Wedge suddenly remembered what he was doing briefly- getting something for Reima Vitalis Reima Vitalis . He couldn't remember what it was. He turned his head, towards one of the houses. He sprinted into it- and through it, out the back door. The man was free to follow, as Wedge hopped a few more fences after committing light trespassing to get away. He was going for the back alley, behind the houses in the neighborhood.

Felix Astermo Felix Astermo

 
"Yes!" Felix yelled, throwing a glare behind him. "Yes, and they deserved it."

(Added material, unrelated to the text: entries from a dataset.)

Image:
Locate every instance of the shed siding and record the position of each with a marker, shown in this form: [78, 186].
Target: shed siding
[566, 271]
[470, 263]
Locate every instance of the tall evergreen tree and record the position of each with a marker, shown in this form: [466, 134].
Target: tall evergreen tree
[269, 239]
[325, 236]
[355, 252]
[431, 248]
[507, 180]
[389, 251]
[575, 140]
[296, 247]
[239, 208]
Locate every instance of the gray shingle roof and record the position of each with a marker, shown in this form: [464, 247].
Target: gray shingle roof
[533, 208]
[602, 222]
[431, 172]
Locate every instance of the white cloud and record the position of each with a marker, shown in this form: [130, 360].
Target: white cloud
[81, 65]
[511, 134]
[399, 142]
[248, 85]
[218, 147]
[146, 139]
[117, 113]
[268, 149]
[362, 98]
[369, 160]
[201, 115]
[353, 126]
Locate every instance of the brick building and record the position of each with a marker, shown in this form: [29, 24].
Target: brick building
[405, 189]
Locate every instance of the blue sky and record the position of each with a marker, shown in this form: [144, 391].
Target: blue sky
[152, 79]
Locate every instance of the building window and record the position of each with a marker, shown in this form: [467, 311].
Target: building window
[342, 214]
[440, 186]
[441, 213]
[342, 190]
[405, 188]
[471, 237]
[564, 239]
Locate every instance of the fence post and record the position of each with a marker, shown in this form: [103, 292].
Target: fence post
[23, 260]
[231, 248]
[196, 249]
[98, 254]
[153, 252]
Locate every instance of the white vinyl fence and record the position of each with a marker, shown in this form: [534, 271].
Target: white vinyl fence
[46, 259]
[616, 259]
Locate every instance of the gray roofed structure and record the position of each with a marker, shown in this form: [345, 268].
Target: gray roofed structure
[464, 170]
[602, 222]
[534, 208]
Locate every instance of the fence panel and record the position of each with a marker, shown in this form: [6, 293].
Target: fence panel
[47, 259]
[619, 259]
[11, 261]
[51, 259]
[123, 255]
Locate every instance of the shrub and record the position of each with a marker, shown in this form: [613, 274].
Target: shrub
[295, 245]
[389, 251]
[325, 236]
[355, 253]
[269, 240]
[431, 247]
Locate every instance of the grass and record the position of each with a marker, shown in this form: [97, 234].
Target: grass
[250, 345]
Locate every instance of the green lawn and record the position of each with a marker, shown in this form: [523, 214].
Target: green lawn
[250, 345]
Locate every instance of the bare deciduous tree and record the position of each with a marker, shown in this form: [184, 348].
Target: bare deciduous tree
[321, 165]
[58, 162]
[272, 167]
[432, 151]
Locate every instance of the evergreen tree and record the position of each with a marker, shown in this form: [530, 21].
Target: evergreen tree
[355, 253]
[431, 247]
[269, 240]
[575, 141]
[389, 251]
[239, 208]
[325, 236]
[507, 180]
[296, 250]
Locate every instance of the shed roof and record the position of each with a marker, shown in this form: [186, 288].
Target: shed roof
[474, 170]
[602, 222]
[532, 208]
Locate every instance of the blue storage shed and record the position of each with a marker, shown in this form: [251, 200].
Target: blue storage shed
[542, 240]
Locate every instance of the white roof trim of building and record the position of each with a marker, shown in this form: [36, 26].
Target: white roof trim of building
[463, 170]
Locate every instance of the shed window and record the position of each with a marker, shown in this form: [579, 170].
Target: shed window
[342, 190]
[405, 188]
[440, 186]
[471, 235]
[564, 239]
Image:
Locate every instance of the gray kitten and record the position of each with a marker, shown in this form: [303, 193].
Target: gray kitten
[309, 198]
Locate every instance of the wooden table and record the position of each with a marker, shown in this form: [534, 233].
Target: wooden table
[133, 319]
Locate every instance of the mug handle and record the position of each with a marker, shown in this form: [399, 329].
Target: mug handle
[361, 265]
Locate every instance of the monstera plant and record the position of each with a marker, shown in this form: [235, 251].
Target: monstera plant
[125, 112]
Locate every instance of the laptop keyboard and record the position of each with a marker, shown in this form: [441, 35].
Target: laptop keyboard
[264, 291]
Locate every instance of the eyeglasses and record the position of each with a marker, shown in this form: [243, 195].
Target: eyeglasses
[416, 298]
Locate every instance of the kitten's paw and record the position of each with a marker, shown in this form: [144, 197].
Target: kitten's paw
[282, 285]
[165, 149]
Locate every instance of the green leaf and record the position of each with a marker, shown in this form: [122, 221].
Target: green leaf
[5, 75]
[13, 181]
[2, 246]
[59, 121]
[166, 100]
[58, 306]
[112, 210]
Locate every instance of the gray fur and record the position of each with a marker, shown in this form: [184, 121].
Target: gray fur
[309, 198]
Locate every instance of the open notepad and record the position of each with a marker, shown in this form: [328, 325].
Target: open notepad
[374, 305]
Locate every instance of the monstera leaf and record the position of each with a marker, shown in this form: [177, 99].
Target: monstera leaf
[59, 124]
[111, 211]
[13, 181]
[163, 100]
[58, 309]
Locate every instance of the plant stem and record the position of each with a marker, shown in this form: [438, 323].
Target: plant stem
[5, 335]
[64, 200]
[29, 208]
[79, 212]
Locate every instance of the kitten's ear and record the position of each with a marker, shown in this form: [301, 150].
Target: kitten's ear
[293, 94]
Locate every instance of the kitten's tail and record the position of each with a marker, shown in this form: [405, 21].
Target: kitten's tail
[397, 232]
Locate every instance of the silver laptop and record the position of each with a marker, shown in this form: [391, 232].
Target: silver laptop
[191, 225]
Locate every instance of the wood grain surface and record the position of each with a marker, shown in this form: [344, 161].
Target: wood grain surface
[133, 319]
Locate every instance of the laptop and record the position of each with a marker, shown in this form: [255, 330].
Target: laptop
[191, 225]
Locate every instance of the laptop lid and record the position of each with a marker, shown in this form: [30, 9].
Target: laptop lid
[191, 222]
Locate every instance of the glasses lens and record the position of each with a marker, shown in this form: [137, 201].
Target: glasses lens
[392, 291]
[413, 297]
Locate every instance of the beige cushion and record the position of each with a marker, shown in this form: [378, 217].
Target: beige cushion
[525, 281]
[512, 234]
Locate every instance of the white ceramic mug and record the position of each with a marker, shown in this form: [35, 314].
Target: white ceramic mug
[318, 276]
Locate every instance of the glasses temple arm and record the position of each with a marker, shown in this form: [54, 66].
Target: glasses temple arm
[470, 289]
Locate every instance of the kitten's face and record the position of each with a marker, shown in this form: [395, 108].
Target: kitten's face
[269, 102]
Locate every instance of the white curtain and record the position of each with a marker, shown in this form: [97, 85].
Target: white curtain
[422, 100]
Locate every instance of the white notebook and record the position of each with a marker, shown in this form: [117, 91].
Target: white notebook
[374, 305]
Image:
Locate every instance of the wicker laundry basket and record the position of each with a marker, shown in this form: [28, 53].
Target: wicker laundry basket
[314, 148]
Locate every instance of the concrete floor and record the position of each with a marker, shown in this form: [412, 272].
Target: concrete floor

As if summoned by his insolence, the elderly emerged from the direction of their intended escape route. Wrinkled faces filled with the determination of annoyed retirees, they marched inexorably (if slowly) forwards.

Luckily, Sunglasses Man presumably knew what he was doing. Unwilling to take his chances with the aesthetically unappealing senior citizens - the wrinkles were bad enough, but age was no excuse for such dated clothing! - he rushed after him. Unfortunately for Felix, he was not nearly as experienced hopping fences.

He managed the first few, but stumbled over the last one.

A botched recovery saw him tripping into a... Jawa? A Jawa carrying a large box.

"Togo togu! Mombay m'bwa!" The Jawa screamed as he used the fallen box to push himself back to his feet. "Ah, sorry, my fr-" Waving their hands aggressively as they clambered to their feet, the Jawa yelled again, moving to stand protectively in front of the box. "Omu`sata. A beton nya mombay m'bwa!"

Oh, whatever. Fuck if he knew what they were saying. He'd just keep running. Where did- that alley, maybe?